Oh, that’s a good point.  If an lo_inode has no O_PATH fd but is only addressed by handle, we must always look it up by handle.

Also, just wanted to throw in this remark:

Now that I read the code again, lo_do_find() already has a condition to prevent this.  It’s this:

if (p && fhandle != NULL && p->fhandle != NULL) {
    p = NULL;
}

There’s just one thing wrong with it, and that is the `fhandle != NULL` part.  It has no place there.  But this piece of code does exactly what we’d need it do if it were just:

if (p && p->fhandle != NULL) {
    p = NULL;
}

[...]

However, you made a good point in that we must require name_to_handle_at() to work if it worked before for some inode, not because it would be simpler, but because it would be wrong otherwise.

As for the other way around...  Well, now I don’t have a strong opinion on it.  Handling temporary name_to_handle_at() failure after it worked the first time should not add extra complexity, but it wouldn’t be symmetric.  Like, allowing temporary failure sometimes but not at other times.

(I think I mistyped here, it should be “Handling name_to_handle_at() randomly working after it failed the first time”.)

The next question is, how do we detect temporary failure, because if we look up some new inode, name_to_handle_at() fails, we ignore it, and then it starts to work and we fail all further lookups, that’s not good.  We should have the first lookup fail.  I suppose ENOTSUPP means “OK to ignore”, and for everything else we should let lookup fail?  (And that pretty much answers my "what if name_to_handle_at() works the first time, but then fails" question.  If we let anything but ENOTSUPP let the lookup fail, then we should do so every time.)

I don’t think this will work as cleanly as I’d hoped.

The problem I’m facing is that get_file_handle() doesn’t only call name_to_handle_at(), but also contains a lot of code managing mount_fds.  There are a lot of places that can fail, too, and I think we should have them fall back to using an O_PATH FD:

Say mount_fds doesn’t contain an FD for the new handle’s mount ID yet, so we want to add one.  However, it turns out that the file is not a regular file or directory, so we cannot open it as a regular FD and add it to mount_fds; or that it is a regular file, but without permission to open it O_RDONLY.  So we cannot return a file handle, because it will not be usable until a mount FD is added.

I think in such a case we should fall back to an O_PATH FD, because this is not some unexpected error, but just an unfortunate (but reproducible and valid) circumstance where using `-o inode_file_handles` fails to do something that works without it.

Now, however, this means that the next time we try to generate a handle for this file (to look it up), it will absolutely work if some other FD was added to mount_fds for this mount ID in the meantime.


We could get around this by not trying to open the file for which we are to generate a handle to add its FD to mount_fds, but instead doing what the open_by_handle_at() man page suggests:

The mount_id argument returns an identifier for the filesystem mount that corresponds to pathname.

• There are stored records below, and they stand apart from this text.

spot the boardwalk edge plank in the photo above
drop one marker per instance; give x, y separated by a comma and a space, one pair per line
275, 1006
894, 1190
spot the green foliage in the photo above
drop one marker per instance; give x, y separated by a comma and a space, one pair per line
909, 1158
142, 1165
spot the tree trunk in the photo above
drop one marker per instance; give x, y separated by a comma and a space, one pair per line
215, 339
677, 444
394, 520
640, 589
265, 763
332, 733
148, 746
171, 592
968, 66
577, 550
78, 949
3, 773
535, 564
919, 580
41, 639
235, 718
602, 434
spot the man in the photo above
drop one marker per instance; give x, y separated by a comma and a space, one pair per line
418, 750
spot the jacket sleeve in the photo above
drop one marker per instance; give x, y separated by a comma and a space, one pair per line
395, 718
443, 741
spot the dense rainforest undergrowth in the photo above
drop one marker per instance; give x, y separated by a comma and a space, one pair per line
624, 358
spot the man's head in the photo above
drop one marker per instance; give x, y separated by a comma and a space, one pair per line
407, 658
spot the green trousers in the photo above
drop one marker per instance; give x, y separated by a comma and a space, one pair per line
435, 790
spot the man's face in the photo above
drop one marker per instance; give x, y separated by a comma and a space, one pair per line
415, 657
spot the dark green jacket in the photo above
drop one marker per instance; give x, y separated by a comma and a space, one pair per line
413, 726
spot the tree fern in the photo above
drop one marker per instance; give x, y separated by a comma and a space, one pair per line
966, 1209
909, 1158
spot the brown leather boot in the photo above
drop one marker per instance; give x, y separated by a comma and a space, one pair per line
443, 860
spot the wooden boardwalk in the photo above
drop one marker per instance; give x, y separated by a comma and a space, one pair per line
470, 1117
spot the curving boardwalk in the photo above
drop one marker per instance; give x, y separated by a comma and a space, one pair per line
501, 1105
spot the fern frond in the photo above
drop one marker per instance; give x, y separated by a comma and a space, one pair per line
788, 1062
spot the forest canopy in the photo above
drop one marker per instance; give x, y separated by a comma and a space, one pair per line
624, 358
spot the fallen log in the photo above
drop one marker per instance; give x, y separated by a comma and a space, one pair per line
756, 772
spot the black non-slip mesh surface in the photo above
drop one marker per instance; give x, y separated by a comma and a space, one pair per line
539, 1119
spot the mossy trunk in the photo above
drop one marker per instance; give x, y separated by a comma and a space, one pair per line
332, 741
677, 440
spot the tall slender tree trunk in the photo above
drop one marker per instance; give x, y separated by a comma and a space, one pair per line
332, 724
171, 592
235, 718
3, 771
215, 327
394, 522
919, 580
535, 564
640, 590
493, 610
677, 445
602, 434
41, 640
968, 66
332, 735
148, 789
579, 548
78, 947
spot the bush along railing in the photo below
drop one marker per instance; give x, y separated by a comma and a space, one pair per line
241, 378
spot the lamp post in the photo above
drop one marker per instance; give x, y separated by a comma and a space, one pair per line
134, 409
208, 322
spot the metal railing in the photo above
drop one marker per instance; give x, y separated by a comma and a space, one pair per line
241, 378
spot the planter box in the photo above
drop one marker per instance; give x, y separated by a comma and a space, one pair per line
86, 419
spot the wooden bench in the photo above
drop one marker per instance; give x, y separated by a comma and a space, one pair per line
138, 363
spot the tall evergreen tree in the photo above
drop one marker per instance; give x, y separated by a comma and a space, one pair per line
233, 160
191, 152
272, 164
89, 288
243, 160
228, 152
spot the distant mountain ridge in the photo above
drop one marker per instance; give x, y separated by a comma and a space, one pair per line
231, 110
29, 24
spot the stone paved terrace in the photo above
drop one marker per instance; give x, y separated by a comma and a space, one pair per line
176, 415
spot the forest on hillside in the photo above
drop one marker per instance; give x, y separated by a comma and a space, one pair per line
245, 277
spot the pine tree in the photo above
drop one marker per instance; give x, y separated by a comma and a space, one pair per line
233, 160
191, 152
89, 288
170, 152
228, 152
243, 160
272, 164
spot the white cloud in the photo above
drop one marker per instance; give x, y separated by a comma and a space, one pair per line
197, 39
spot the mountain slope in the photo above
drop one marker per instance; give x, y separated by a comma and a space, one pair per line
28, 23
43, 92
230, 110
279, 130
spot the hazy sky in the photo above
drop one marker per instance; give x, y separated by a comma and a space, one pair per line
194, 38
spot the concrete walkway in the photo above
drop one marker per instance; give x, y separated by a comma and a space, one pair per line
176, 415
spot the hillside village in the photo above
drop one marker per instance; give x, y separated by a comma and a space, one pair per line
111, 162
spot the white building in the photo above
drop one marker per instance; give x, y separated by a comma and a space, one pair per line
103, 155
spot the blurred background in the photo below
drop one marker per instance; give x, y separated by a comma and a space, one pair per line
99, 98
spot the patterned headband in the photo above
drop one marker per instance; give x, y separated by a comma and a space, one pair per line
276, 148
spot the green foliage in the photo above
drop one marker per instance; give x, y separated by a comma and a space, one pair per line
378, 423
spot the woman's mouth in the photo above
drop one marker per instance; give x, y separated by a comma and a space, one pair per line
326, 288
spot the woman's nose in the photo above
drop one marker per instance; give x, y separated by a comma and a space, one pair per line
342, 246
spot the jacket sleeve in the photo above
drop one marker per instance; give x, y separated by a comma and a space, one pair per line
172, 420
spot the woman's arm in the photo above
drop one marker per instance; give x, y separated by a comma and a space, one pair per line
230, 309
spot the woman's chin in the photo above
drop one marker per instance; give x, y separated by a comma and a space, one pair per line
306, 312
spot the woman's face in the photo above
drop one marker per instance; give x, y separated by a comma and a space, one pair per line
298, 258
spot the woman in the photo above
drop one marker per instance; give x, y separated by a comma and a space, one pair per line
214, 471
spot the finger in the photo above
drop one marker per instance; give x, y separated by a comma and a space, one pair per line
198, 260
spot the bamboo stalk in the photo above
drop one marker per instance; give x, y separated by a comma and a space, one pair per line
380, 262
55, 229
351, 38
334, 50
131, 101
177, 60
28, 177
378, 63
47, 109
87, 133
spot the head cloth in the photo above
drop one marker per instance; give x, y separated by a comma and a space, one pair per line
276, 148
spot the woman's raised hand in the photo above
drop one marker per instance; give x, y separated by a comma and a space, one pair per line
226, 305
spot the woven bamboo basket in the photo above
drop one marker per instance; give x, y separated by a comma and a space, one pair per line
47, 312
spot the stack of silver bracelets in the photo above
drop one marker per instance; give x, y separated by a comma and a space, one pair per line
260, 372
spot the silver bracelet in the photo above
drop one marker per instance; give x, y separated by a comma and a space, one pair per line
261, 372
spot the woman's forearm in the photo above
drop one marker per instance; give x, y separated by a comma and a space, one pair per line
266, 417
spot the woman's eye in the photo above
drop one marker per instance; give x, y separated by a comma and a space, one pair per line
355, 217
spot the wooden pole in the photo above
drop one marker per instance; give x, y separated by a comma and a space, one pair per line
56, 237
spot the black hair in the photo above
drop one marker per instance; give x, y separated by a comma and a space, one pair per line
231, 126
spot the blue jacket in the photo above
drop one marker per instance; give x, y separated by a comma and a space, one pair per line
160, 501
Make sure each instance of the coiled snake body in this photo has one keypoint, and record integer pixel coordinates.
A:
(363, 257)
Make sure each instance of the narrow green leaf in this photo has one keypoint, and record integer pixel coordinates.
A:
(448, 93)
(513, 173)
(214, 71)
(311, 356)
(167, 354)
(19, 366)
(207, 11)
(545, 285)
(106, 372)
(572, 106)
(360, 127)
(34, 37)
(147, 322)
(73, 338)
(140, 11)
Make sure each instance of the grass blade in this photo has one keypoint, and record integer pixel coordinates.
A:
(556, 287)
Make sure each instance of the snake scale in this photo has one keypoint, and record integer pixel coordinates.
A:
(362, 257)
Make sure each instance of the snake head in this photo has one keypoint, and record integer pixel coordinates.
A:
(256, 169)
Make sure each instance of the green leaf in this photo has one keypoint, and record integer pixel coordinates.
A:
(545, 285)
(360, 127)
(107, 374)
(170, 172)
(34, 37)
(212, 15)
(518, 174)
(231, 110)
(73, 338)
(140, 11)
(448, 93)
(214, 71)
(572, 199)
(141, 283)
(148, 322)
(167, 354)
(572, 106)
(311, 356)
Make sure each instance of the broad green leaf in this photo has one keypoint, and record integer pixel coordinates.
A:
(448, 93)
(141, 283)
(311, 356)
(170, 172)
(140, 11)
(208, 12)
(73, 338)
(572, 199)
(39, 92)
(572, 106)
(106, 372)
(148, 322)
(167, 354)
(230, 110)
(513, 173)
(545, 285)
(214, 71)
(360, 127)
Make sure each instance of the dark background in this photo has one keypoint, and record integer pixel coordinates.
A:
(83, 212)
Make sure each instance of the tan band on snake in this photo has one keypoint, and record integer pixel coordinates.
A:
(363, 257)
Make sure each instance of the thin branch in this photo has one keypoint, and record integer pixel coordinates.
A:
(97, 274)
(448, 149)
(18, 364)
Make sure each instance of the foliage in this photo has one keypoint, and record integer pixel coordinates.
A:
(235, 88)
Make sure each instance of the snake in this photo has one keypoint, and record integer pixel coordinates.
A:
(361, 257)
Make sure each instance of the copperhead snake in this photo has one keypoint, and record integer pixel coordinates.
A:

This corresponds to the first field in one of the records in /proc/self/mountinfo. Opening the pathname in the fifth field of that record yields a file descriptor for the mount point; that file descriptor can be used in a subsequent call to open_by_handle_at().

However, I’d rather avoid parsing mountinfo.  And as far as I understand, the only problem here is that we’ll have to cope with the fact that sometimes on lookups, we can generate a file handle, but the lo_inode we want to find has no file handle attached to it (because get_file_handle() failed the first time), and so we won’t find it by that handle but have to look it up by its inode ID. (Which is safe, because that lo_inode must have an O_PATH FD attached to it, so the inode ID cannot be reused.)  And that’s something that this series already does, so I tend to favor that over parsing mountinfo.